Thursday, January 27, 2022

BadUSB, or There and Back Again

In that often misunderstood time between mullets and the switch to laptops without normal USB ports (I am looking at you, Apple), a traditional part of an on-premises pentesting was to grab all those USB drives you got from those many conferences you attended, wipe them to remove the informercials, white papers, and and other cruft, put a little script that would be called when the drive was automounted in a Windows or Mac (primarily Windows because it was easier), and then drop them on the parking lot of the company you are doing your engagement on.

The script was pretty simple: when run it would collect the IP, some computer info, and username. And then it would send that info to a collecting site (cannot call it C&C because it is not doing that much work), which would then parse all the info in a nice spreadsheet which you would then bring to your meeting with your customer as the list of users that may need some security retraining. After all, if a pentester can do that, so can a malicious attacker (are there non-malicious attackers?). It is a nice way to deploy a virus, or a program to help the attacker to get a foothold in the system.

Those were simpler times.

Talks were given and dongles were created to avert such an attack because, well, it was easier to buy them than asking IT department to push a group policy to disable automount. Or telling users not to mount any USB device they find on their computers.

But, we are talking about BadUSB! Yes, and it was first mentioned in 2014. The short version is that thanks to the typical development methodologies similar to those used in IoT development, namely get a product out there as quickly and cheaply as possiblw with complete disregard to supply chain security or security testing in general, a lot of USB devices are built on controllers which can be reprogrammed in the field.

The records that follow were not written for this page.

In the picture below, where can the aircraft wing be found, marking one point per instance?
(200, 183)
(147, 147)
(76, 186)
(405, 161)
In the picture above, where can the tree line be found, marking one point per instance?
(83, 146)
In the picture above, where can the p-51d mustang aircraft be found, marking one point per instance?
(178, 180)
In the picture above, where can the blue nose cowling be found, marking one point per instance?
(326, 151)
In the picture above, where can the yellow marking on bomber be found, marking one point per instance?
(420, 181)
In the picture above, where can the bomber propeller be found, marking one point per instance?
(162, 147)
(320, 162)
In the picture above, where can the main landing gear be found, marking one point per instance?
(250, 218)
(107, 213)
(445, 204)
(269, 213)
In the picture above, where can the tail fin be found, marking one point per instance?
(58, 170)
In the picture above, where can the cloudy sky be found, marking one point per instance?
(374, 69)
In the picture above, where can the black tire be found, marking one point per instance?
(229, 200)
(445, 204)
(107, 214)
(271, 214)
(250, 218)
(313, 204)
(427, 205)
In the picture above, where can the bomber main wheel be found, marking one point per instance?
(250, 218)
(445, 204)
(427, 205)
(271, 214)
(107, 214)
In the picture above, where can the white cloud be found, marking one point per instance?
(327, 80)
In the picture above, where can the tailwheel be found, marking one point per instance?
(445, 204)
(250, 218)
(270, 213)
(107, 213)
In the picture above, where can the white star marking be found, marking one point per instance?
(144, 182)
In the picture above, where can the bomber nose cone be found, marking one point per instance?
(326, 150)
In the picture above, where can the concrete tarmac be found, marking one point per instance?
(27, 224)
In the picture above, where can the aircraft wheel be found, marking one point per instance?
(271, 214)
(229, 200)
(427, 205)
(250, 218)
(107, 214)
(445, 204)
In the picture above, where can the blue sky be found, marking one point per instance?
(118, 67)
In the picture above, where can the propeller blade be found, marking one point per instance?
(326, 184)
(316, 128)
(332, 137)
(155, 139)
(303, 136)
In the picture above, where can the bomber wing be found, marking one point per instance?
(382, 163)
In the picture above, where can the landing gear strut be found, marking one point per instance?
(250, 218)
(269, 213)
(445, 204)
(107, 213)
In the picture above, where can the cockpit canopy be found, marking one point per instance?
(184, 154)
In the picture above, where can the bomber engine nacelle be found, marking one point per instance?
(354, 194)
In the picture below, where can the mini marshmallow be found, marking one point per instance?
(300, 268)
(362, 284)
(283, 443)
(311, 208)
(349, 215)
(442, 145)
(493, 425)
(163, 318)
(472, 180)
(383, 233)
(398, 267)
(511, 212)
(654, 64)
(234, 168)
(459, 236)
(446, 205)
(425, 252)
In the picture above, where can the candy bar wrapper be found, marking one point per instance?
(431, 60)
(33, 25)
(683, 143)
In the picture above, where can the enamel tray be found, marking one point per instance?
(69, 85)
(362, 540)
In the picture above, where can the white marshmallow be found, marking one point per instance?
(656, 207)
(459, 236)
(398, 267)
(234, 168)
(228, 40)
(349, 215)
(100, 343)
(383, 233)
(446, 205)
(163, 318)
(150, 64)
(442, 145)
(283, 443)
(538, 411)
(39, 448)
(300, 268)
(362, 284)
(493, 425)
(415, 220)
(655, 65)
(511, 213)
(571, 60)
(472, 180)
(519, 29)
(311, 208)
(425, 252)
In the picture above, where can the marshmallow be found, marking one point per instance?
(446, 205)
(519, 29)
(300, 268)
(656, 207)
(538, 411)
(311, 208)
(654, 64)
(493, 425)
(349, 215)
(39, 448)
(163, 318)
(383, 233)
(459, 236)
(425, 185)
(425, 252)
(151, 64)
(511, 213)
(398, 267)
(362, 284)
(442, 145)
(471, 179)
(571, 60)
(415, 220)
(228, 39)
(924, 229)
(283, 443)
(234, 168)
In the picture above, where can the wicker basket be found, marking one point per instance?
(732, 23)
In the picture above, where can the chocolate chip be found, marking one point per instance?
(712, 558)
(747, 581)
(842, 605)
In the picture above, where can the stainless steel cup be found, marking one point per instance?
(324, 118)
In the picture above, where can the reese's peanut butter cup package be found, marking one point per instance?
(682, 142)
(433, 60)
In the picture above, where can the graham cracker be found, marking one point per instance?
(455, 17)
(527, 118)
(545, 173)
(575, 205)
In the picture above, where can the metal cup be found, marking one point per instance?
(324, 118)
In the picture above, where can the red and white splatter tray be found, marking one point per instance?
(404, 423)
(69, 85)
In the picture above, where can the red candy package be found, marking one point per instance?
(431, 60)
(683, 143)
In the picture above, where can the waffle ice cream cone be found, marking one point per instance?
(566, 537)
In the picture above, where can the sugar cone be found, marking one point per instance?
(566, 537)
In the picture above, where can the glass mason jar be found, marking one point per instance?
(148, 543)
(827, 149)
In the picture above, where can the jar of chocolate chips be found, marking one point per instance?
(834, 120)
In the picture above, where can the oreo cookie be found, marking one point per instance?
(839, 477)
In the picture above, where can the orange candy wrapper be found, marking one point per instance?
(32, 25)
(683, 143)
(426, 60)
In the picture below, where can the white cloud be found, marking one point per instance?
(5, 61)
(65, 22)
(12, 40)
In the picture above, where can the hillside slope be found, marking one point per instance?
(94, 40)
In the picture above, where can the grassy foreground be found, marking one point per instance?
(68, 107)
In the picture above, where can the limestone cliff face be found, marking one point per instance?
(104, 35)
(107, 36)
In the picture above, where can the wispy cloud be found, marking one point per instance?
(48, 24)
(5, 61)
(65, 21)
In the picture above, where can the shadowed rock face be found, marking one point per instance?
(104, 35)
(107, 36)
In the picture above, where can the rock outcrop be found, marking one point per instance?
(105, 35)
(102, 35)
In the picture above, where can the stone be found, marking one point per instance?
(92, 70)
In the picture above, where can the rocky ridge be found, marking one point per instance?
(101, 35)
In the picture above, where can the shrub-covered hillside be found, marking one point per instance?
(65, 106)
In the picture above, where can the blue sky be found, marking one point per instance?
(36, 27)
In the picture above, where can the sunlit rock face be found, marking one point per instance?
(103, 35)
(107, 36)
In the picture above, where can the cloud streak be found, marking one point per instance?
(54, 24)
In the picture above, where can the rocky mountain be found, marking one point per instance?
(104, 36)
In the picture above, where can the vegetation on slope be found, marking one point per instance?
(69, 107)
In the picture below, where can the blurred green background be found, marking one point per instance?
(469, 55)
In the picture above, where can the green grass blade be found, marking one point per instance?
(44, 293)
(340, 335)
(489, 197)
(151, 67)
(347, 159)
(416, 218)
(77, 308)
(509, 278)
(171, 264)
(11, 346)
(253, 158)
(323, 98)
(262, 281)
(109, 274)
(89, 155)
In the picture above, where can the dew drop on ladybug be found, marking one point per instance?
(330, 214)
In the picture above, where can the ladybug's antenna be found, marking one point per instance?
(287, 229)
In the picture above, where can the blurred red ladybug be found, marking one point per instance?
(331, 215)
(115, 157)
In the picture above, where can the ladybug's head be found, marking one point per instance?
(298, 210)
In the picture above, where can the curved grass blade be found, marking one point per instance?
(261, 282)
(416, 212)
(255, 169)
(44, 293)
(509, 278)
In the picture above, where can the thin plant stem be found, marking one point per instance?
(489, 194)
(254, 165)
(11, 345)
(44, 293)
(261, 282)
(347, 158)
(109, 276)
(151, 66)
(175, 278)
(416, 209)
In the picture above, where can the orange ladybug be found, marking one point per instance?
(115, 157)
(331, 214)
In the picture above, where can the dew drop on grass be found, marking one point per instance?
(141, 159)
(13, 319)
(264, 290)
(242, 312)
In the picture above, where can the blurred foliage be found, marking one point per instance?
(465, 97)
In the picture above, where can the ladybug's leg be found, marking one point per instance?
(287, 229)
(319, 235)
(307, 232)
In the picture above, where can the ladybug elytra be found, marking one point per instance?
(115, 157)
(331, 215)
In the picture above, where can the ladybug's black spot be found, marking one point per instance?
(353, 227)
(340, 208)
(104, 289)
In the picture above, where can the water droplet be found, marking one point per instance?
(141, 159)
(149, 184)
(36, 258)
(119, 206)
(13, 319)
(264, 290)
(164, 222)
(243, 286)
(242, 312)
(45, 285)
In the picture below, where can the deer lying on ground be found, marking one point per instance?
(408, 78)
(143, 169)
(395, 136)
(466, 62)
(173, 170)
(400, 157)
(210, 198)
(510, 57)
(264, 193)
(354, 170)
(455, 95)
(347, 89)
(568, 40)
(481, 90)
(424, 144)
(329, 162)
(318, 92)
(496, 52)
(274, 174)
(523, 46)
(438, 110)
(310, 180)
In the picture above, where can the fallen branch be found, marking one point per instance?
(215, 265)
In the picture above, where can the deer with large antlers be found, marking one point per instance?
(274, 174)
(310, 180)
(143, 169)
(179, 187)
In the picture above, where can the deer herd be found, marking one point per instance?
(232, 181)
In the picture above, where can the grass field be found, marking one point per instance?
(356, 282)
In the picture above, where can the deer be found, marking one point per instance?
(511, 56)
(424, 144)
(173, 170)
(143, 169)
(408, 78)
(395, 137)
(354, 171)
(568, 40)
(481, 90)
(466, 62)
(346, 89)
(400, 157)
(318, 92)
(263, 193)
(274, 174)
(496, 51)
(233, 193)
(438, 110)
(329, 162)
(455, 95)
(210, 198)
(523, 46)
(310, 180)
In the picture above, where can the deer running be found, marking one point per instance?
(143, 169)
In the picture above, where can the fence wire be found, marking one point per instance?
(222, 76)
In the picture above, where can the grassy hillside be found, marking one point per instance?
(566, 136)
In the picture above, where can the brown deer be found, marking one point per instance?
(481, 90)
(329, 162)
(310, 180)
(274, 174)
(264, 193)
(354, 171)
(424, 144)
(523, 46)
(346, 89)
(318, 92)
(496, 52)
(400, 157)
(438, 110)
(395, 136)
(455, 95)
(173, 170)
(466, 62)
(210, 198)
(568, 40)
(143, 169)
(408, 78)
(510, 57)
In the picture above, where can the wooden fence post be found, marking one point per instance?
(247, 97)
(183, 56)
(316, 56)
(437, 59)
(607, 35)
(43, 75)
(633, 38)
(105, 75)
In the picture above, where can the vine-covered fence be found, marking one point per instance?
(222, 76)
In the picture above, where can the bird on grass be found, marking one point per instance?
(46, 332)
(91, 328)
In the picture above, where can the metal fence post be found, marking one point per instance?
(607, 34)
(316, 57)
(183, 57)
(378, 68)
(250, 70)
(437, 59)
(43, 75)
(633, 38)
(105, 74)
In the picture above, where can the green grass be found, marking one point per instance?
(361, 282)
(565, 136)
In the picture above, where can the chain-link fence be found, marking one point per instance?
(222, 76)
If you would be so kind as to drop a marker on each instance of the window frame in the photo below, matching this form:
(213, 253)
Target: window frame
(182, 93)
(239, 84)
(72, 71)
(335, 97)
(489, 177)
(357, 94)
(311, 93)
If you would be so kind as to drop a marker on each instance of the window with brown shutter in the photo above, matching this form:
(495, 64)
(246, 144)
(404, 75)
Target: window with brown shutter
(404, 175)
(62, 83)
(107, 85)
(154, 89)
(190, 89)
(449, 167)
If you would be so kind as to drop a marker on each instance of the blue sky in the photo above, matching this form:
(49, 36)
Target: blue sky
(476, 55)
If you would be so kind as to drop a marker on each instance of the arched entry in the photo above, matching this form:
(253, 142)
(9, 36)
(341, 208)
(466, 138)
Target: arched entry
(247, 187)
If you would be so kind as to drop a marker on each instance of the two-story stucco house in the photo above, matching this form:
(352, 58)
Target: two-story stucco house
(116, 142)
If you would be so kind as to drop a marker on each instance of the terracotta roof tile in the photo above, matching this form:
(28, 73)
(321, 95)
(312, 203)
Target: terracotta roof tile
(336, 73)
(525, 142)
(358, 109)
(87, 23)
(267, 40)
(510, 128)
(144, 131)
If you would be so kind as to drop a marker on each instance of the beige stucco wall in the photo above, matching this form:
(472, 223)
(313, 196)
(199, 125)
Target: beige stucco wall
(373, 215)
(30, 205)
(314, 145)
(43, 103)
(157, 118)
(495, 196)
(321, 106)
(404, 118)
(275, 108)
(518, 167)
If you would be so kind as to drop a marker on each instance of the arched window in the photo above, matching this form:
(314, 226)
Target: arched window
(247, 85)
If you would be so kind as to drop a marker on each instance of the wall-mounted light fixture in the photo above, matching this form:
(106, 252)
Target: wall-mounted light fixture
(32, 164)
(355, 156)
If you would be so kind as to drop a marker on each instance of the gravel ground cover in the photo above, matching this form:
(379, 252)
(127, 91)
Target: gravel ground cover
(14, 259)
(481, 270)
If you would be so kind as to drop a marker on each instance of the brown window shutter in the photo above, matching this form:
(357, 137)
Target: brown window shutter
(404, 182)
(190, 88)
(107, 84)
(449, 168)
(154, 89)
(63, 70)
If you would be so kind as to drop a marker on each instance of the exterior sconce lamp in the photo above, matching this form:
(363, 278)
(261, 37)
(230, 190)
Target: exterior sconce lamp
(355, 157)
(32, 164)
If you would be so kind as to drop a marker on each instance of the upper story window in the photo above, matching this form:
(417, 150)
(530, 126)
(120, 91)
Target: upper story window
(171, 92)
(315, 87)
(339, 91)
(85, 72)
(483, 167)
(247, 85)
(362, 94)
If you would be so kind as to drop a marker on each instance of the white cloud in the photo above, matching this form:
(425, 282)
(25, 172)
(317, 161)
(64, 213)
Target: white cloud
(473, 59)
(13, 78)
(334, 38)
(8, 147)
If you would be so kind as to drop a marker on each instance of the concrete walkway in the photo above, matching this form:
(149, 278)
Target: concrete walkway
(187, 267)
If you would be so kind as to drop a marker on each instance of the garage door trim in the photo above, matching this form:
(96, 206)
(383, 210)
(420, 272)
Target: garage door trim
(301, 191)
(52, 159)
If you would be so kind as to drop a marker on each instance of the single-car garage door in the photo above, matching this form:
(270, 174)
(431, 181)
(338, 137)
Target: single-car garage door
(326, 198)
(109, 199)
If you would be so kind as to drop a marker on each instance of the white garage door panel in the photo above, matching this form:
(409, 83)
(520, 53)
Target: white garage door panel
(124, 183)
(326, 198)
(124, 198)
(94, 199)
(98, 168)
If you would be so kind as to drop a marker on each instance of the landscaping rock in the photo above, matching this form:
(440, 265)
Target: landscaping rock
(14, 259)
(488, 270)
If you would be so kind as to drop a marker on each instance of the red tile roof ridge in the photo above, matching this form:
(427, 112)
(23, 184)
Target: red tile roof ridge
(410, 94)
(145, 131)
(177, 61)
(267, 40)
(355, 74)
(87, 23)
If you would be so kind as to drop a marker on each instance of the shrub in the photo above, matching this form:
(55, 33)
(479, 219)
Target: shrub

And reprogrammed they are, this time carrying malicious payloads like programs to spy on the user or get a foothold on the system.

Sounds familiar? I think so. Adding your code to the USB device's hardware to it is but an evolution of the principle of having code in a USB drive that is run when it automounts.

Fast forward almost a decade and we begin the year with the FBI sending warnings about this new attack vector called BadUSB that groups like FIN7 created to deploy ransomware even though they have been doing that for many years now.

There is no one-size-fits-all technical solution for BadUSB, not that have stopped vendors peddling software to address it. We will go over detailed a plan of action to minimize the effectiveness in a future article, but it sufices to say the old adage of "select your partners and wear protection" still applies. Also, end users are one of the most important lines of defense in the security domain. Work with them, empower them to understand and make the call; it can work if you do it right. Make the presentation enjoyable and memorable. I mean, if I could make that work at a medical institution to the point our box of found USB drives had to be replaced with a bucket, so can you.